It is generally accepted that we are all responsible for our actions.
Except for when we’re kids, that is.
When you are a minor, you are absolved of at least partial responsibility for what you do. The young get breaks, lighter sentences, second chances and are afforded a number of institutionalized clemencies they won’t get when they’re grown up. It feels instinctively correct that children should bear less responsibility than adults. Our common sense confirms it, too. They are less capable than adults. Even the law upholds a difference in its different treatment of the two.
But if responsibility is something you can arbitrarily reduce, perhaps it is an important quantity we should take greater pains to measure and account for, especially since we are indulging to adjust its value as often as we do.
From the perspective of a child, we know only that some responsibility has been lifted from us. We may measure it as lesser punishment, etc. But, as an amount of responsibility taken from our shoulders, we have no clue where it has gone.
From the perspective of the parent, we may know how to reduce the responsibility of the child (again, as lesser punishment), but we may not know how to increase it upon ourselves accordingly. As parents, we may not even be aware that there is an inescapable connection between reducing responsibility in one person and increasing it in another.
This begs further scrutiny. Part of the problem may be that “responsibility” is a bit of a fuzzy word. Sometimes, it’s a good thing. Sometimes, it’s a bad thing. To get a better handle on the Math of Responsibility, let’s use the word “blame” for a moment, instead. Blame is arguably interchangeable with the negative instance of responsibility. Let’s further assume that there is a fixed amount of it — by that I mean that you cannot decrease blame here without increasing blame there. Blame is unpleasant, as we all know. It makes sense that we would try to take advantage of as many opportunities to shed blame as we possibly could.
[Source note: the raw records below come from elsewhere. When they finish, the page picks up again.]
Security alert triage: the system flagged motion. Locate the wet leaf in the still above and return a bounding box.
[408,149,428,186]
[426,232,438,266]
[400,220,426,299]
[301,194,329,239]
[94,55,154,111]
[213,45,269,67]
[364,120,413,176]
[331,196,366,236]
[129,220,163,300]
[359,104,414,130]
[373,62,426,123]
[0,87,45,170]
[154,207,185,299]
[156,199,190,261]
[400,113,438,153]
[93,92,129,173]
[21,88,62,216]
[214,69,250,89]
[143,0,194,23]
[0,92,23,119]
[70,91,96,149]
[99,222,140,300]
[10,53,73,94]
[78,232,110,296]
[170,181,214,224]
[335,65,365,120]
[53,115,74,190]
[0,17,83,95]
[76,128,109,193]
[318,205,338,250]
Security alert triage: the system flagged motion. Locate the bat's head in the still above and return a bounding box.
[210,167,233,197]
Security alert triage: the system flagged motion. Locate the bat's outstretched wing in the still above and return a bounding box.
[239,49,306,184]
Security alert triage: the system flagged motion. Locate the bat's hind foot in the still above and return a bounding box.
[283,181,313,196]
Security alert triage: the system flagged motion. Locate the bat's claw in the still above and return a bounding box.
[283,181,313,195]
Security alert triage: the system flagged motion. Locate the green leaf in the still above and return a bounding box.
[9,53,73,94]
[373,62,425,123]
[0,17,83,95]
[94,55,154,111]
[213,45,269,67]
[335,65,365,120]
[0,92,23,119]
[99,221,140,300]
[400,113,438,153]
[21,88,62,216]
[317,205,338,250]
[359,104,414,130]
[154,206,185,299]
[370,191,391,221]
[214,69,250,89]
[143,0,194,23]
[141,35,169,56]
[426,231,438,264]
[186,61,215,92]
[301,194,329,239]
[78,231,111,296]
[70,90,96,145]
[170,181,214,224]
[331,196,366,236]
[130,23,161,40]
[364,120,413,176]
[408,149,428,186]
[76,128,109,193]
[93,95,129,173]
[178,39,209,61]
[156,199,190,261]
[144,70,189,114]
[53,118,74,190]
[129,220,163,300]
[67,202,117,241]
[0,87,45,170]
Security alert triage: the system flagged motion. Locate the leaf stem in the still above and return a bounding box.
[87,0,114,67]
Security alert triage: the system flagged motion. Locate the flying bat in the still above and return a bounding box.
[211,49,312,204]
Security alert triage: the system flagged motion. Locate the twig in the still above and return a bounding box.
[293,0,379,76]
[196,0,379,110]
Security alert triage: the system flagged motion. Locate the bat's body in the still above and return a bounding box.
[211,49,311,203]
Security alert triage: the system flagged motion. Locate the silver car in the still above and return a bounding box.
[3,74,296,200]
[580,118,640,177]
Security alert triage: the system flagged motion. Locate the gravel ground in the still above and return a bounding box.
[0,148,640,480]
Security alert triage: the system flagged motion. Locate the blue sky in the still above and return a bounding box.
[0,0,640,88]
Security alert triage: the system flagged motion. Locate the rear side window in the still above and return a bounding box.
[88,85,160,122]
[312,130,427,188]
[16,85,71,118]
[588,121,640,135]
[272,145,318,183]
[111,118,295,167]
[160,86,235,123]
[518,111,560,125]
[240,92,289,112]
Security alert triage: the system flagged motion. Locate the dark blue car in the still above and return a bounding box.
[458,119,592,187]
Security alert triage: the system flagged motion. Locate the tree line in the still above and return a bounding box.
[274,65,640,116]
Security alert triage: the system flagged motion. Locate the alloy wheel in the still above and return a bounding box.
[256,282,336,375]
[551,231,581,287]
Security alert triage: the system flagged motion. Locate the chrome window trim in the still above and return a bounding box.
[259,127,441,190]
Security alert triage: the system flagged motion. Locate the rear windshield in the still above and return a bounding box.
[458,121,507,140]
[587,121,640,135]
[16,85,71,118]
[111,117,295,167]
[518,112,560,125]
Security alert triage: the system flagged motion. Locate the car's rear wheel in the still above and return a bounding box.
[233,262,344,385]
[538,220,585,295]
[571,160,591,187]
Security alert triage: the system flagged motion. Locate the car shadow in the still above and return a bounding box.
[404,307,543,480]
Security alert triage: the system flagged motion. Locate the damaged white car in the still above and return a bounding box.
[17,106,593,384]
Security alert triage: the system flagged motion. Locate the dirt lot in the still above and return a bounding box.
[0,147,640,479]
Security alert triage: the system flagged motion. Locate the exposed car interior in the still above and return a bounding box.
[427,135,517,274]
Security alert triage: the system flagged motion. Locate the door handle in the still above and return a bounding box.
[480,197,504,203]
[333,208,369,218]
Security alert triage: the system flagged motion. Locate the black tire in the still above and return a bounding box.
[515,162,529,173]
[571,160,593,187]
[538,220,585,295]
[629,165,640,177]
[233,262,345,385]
It also makes sense that we would do all we could to avoid taking blame. In a society like ours, where we have many kinds of personal and legal circumstances where the blame of a person may be diminished (extenuating circumstances, I think they call them), you can expect that some significant amount of blame is sitting unclaimed in a pile on the floor.
Now let’s go back to calling blame responsibility.
The relationship between parent and child in many ways mirrors the relationship between the individual Citizen and the State. The “kids” are taking advantage of every opportunity to duck responsibility. But the parents are not really taking it upon themselves, either.
Thus, there is a Responsibility Deficit.
Like other types of deficit, the responsibility deficit can only be corrected by a willingness to work hard for little reward, at least for a while, until the system re-equilibrates. As you would expect, there is little interest on anyone’s part in doing this.
Parents will have to work harder to develop in themselves a feeling of permanent responsibility for their children. This becomes especially difficult for a parent once the child is no longer a child, and is presumed to bear full responsibility for themselves. Likewise, as children become adults, they will have to work harder to assume 100% responsibility for themselves, though they know their parents will bear some amount. If both conditions are met, there would be an overlap. The sum of the responsibility held by the parent and the child would be greater than 100% — and there would be a surplus of responsibility, instead of a deficit.
That seems like it would be a good thing.